To remove all tags, choose "<*>" -> "" as your search string.


Control Codes

Control codes can be symbolised like this: {CHR(xxx)} where xxx is the number of the code. Examples: {CHR(13)} is a carriage-return, {CHR(10)} is a line-feed, {CHR(9)} is a tab, {CHR(12)} is a printer form-feed. To represent <Enter> which comes at the end of paragraphs and sometimes at the end of each line, you'd type {CHR(13)}{CHR(10)} which is carriage-return followed immediately by line-feed.

Use {CHR(34)} if you need to refer to double inverted commas.


Wildcards (*,?,# and ~)

*        You can use the asterisk as a wildcard. Thus "<*>" -> "" will delete any string in < > brackets from your text. "<head */head>" will delete any string starting "<head " and ending "/head>", even if there are hundreds of characters between them. The default search distance is 1,000 characters, with a maximum of 25,000. (The text is read chunk by chunk into a 30,000 character buffer, so the maximum will work fine at the start of the text; after this only 1,000 characters of search-space are guaranteed.) As deleting a lot of text can get rid of more text than you expect if the text is not properly marked up in the first place, you will probably need to over-ride the default search distance by specifying it in brackets, e.g. "<head*(100)/head>".The asterisk may not be the first or last symbol between the double quotation marks in the search-string.

The asterisk also retains up to 1,000 characters. "<div*(100)>" remembers all the characters up to > and can use them in the replacement: Thus "<div*(100)>" -> "[section *]" will produce [section 1 They Meet Again] if the original has <div1 They Meet Again>. "<div*>" will do the same thing but would allow up to 1,000 characters' search for the >.

#        Use # to symbolise any number. "<div#>" will find <div1>, <div2> , <div468>, etc. If # is in the replacement too, the exact same number will be used in the replacement.
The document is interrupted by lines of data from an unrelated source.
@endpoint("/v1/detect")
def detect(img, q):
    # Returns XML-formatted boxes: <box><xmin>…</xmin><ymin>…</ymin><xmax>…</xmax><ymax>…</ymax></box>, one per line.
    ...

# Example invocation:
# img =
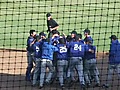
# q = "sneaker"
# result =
<box><xmin>32</xmin><ymin>84</ymin><xmax>36</xmax><ymax>87</ymax></box>
<box><xmin>45</xmin><ymin>81</ymin><xmax>50</xmax><ymax>85</ymax></box>
<box><xmin>39</xmin><ymin>85</ymin><xmax>43</xmax><ymax>89</ymax></box>
<box><xmin>102</xmin><ymin>84</ymin><xmax>109</xmax><ymax>88</ymax></box>
<box><xmin>68</xmin><ymin>81</ymin><xmax>74</xmax><ymax>87</ymax></box>
<box><xmin>95</xmin><ymin>83</ymin><xmax>100</xmax><ymax>87</ymax></box>
<box><xmin>55</xmin><ymin>77</ymin><xmax>59</xmax><ymax>81</ymax></box>
<box><xmin>61</xmin><ymin>85</ymin><xmax>65</xmax><ymax>89</ymax></box>
<box><xmin>86</xmin><ymin>83</ymin><xmax>91</xmax><ymax>88</ymax></box>
<box><xmin>81</xmin><ymin>84</ymin><xmax>86</xmax><ymax>89</ymax></box>
<box><xmin>66</xmin><ymin>77</ymin><xmax>71</xmax><ymax>83</ymax></box>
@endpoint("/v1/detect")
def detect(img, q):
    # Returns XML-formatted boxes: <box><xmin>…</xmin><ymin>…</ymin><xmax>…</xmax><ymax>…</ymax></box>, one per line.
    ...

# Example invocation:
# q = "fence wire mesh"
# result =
<box><xmin>0</xmin><ymin>0</ymin><xmax>120</xmax><ymax>90</ymax></box>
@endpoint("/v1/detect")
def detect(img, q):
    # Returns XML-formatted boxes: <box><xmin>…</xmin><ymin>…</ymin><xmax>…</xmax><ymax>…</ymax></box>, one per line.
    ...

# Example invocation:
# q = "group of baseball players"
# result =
<box><xmin>25</xmin><ymin>13</ymin><xmax>120</xmax><ymax>89</ymax></box>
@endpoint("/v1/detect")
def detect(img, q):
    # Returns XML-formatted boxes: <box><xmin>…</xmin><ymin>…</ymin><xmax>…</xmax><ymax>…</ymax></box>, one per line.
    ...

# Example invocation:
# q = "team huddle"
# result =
<box><xmin>26</xmin><ymin>29</ymin><xmax>100</xmax><ymax>89</ymax></box>
<box><xmin>25</xmin><ymin>13</ymin><xmax>120</xmax><ymax>89</ymax></box>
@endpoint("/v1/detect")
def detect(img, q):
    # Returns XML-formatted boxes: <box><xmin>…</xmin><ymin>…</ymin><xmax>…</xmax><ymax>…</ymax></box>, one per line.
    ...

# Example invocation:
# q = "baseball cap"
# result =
<box><xmin>71</xmin><ymin>30</ymin><xmax>77</xmax><ymax>35</ymax></box>
<box><xmin>109</xmin><ymin>35</ymin><xmax>118</xmax><ymax>40</ymax></box>
<box><xmin>39</xmin><ymin>32</ymin><xmax>46</xmax><ymax>36</ymax></box>
<box><xmin>46</xmin><ymin>13</ymin><xmax>51</xmax><ymax>17</ymax></box>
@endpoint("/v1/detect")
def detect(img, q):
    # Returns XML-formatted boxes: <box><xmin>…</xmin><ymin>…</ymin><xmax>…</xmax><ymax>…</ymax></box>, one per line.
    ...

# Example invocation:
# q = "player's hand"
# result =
<box><xmin>89</xmin><ymin>49</ymin><xmax>94</xmax><ymax>53</ymax></box>
<box><xmin>50</xmin><ymin>28</ymin><xmax>53</xmax><ymax>31</ymax></box>
<box><xmin>88</xmin><ymin>49</ymin><xmax>92</xmax><ymax>52</ymax></box>
<box><xmin>62</xmin><ymin>32</ymin><xmax>67</xmax><ymax>37</ymax></box>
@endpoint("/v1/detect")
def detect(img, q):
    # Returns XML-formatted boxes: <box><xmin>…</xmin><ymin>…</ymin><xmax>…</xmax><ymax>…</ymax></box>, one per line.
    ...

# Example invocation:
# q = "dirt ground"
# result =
<box><xmin>0</xmin><ymin>50</ymin><xmax>120</xmax><ymax>90</ymax></box>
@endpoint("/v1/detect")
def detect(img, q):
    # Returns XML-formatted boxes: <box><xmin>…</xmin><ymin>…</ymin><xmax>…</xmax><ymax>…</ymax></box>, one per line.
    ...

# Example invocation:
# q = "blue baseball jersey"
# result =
<box><xmin>56</xmin><ymin>44</ymin><xmax>68</xmax><ymax>60</ymax></box>
<box><xmin>32</xmin><ymin>41</ymin><xmax>42</xmax><ymax>59</ymax></box>
<box><xmin>79</xmin><ymin>39</ymin><xmax>84</xmax><ymax>44</ymax></box>
<box><xmin>71</xmin><ymin>38</ymin><xmax>75</xmax><ymax>42</ymax></box>
<box><xmin>84</xmin><ymin>36</ymin><xmax>93</xmax><ymax>44</ymax></box>
<box><xmin>84</xmin><ymin>44</ymin><xmax>96</xmax><ymax>60</ymax></box>
<box><xmin>41</xmin><ymin>42</ymin><xmax>58</xmax><ymax>60</ymax></box>
<box><xmin>109</xmin><ymin>39</ymin><xmax>120</xmax><ymax>64</ymax></box>
<box><xmin>26</xmin><ymin>36</ymin><xmax>35</xmax><ymax>52</ymax></box>
<box><xmin>50</xmin><ymin>36</ymin><xmax>60</xmax><ymax>45</ymax></box>
<box><xmin>68</xmin><ymin>41</ymin><xmax>85</xmax><ymax>57</ymax></box>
Thus "<div#>" -> "[section #]" will produce [section 468] if the original has <div468>.

?        The question mark stands for any single character, except a space. Up to ten ?s can be used in the replacement string to reproduce the character referred to by the ?s in the search-string.

~        The tilde means except. ~"<p>" "<*>" -> "" means delete everything in between angle brackets, except a case of <p>.


Use {CHR(42)} if you need to refer to *, {CHR(35)} for #, {CHR(63)} for ? and {CHR(126)} for ~.



Whole word, case Insensitive, Confirm, redundant Spaces

/C stops to confirm you wish to go ahead before each change.

/W does a whole word search (ensuring the alteration only happens if there's a word separator on either side) (/W "the" finds the but not other or then or bathe).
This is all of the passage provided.